Einen Tag vor dem Krisengipfel wird in der Ostukraine weiter erbittert gekämpft. Mehrere Menschen wurden getötet - unter anderem bei einem Raketenangriff in Kramatorsk. Kanzlerin Merkel und US-Präsident Obama setzen vorerst auf Diplomatie - Moskau startete ein Militärmanöver.

Das ukrainische Militär hat in der Nähe der strategisch wichtigen Stadt Mariupol nach Angaben des nationalen Sicherheitsrats eine Offensive gegen die prorussischen Rebellen begonnen. Sicherheitsratssekretär Alexander Turtschinow sei selbst in der Region, um die Truppen der Nationalgarde zu führen, teilte der Nationale Sicherheitsrat in Kiew mit. Auch das nationalistische Freiwilligenregiment Asow beteiligte sich nach eigener Darstellung an dem Vorstoß. Prorussische Kämpfer seien aus mehreren Dörfern bei Mariupol vertrieben worden.

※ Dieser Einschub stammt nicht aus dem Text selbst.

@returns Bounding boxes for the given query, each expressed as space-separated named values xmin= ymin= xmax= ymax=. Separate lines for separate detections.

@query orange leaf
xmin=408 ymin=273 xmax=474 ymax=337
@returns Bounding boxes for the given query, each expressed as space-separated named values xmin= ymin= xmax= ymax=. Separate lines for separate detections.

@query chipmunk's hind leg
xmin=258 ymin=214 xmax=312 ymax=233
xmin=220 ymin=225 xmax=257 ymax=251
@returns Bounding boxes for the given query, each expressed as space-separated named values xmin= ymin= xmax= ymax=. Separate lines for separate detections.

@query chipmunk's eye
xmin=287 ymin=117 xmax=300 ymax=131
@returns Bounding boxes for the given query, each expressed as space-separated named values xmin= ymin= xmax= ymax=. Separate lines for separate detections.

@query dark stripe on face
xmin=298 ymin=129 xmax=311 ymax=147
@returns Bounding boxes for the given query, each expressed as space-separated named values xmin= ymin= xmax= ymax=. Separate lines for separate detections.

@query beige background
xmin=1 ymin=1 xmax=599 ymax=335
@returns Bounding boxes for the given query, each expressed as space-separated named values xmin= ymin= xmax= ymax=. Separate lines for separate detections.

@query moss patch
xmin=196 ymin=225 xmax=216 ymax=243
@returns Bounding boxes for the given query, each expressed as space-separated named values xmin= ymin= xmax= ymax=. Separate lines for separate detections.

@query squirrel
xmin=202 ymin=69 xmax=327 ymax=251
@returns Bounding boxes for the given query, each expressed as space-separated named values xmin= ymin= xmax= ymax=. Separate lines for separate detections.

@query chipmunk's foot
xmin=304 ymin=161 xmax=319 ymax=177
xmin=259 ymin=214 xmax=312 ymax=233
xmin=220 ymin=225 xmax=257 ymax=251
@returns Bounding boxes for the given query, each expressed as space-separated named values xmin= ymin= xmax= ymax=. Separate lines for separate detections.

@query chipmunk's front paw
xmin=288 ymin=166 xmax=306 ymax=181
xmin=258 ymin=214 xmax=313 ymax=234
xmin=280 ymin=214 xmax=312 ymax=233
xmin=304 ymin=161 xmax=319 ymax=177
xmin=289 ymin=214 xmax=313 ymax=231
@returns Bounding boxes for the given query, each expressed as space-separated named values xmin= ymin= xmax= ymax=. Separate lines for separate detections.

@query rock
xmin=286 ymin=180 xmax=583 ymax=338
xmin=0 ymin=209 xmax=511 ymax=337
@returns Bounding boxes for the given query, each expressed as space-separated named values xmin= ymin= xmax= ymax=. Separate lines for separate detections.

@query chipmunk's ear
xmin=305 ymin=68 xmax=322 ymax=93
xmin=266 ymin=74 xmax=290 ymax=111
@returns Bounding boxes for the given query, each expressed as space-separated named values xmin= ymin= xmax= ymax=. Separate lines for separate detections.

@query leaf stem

Mariupol liegt zwischen der russischen Grenze und der von Russland annektierten Halbinsel Krim. In der Stadt waren Ende Januar bei einem Raketenangriff mehr als 30 Menschen getötet worden. Die NATO-Staaten machen dafür prorussische Separatisten verantwortlich und befürchtet, dass die Aufständischen die Stadt sturmreif schießen wollen. Dann könnte ein Landkorridor zwischen Mariupol und der Krim entstehen.

Rebellen erobern Knotenpunkt bei Debalzewe

Auch die prorussischen Rebellen verzeichneten militärische Erfolge: Rebellensprecher Eduard Bassurin sagte, die Aufständischen hätten den Eisenbahnknotenpunkt in der Stadt Debalzewe eingekreist. Debalzewe liegt zwischen Donezk und Lugansk, die beide von prorussischen Kämpfern gehalten werden. Die Stadt sei jetzt von einer wichtigen Nachschublinie abgeschnitten.

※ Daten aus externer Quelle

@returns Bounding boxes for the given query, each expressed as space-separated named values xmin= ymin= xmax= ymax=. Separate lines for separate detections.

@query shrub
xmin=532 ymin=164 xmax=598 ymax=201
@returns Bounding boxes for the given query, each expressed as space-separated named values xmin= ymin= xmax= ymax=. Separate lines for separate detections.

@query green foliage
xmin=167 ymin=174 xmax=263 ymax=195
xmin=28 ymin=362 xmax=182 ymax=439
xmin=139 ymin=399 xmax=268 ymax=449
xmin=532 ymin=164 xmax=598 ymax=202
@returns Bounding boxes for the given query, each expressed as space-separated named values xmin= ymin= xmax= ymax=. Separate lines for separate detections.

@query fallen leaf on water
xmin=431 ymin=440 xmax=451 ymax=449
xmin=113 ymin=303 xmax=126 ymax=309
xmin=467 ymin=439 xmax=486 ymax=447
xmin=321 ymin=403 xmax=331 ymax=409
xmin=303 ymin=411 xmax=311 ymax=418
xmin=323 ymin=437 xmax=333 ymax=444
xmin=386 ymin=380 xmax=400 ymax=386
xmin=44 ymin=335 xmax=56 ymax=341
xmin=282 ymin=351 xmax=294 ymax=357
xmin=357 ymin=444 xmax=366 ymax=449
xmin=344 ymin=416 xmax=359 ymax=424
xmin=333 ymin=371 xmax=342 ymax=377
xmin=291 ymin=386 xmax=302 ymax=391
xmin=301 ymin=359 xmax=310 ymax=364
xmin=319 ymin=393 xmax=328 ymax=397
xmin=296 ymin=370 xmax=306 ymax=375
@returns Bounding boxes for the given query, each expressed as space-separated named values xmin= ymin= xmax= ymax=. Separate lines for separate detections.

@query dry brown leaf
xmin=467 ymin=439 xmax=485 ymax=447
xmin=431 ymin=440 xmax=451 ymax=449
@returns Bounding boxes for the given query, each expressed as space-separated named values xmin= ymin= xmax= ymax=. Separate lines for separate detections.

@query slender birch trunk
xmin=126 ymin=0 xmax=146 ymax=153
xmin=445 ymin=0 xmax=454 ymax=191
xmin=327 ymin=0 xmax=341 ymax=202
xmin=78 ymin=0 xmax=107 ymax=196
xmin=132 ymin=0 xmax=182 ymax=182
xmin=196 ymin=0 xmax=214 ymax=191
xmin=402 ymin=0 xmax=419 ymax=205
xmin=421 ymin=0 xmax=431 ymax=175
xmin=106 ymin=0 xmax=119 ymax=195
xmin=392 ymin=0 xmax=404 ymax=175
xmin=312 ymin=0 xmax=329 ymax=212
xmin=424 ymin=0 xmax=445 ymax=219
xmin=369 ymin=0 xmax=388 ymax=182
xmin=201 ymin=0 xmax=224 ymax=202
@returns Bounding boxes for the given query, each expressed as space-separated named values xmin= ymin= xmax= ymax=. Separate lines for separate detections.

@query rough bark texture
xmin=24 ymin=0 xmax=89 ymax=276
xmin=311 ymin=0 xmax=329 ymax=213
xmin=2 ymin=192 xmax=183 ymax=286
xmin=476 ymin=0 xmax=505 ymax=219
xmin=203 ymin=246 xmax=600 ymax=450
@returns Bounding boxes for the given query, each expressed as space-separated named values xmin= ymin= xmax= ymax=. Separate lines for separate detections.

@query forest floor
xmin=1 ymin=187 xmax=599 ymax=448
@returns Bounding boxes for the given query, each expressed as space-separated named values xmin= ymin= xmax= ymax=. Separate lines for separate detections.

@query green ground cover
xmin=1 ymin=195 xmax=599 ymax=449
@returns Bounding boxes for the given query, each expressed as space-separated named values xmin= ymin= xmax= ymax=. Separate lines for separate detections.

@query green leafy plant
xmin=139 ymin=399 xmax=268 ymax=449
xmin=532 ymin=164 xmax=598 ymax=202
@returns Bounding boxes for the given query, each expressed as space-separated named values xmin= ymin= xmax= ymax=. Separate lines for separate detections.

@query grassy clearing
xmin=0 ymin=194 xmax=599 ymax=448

Der ukrainische Militärsprecher Wladislaw Selesnew sagte in Kiew, seit Montag seien mindestens sieben Soldaten und fünf Zivilisten getötet worden. Allein in Debalzewe seien drei Zivilisten gestorben. Aus Donezk meldeten die Rebellen zwei getötete Polizisten.

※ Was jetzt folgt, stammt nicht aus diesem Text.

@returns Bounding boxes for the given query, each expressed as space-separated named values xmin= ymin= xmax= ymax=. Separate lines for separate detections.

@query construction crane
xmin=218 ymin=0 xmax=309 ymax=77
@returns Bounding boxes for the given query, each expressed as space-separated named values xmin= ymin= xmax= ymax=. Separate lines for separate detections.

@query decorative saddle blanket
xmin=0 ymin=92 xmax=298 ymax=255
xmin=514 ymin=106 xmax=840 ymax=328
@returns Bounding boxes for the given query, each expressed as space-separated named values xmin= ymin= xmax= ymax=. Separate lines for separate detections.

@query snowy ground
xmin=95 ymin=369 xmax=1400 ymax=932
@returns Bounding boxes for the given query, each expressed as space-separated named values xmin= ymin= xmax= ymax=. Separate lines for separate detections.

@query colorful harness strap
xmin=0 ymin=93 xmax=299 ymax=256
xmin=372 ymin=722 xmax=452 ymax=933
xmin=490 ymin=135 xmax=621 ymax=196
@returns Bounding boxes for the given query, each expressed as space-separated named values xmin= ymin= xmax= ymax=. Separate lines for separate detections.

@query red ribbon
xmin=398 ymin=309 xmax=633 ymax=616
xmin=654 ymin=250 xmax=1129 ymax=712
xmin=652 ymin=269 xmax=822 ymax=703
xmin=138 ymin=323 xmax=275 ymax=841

Raketenangriff in Kramatorsk

In Kramatorsk wurden nach Angaben des ukrainischen Präsidenten Petro Poroschenko mehrere Raketen auf das Hauptquartier der Armee abgefeuert. Nach Polizeiangaben wurden in angrenzenden Wohngebieten mindestens sechs Menschen getötet. Kramatorsk liegt am Rande des Konfliktgebiets in der Ostukraine und steht eigentlich fest unter der Kontrolle der Regierungstruppen. Die prorussischen Separatisten erklärten der Nachrichtenagentur Ria zufolge, sie seien nicht für den Angriff verantwortlich.

Russland startet Manöver

Einen Tag vor dem Ukraine-Krisengipfel in Minsk begann zudem Russland laut der Agentur Interfax ein Militärmanöver in Südrussland. Rund 2000 Soldaten seien daran beteiligt. Auch auf der von Russland annektierten Krim hätten mehr als 600 Soldaten eine Militärübung gestartet, meldete die Nachrichtenagentur Ria unter Berufung auf die Schwarzmeerflotte. Russlands südlicher Militärbezirk grenzt an die Ukraine.

Krisengipfel in Minsk

Am morgigen Mittwoch soll in der weißrussischen Hauptstadt bei einem Gipfel mit Kanzlerin Angela Merkel und den Präsidenten Petro Poroschenko (Ukraine), Wladimir Putin (Russland) und François Hollande (Frankreich) ein neuer Waffenstillstand ausgehandelt werden. Das Treffen gilt als entscheidend für die Zukunft der Ukraine.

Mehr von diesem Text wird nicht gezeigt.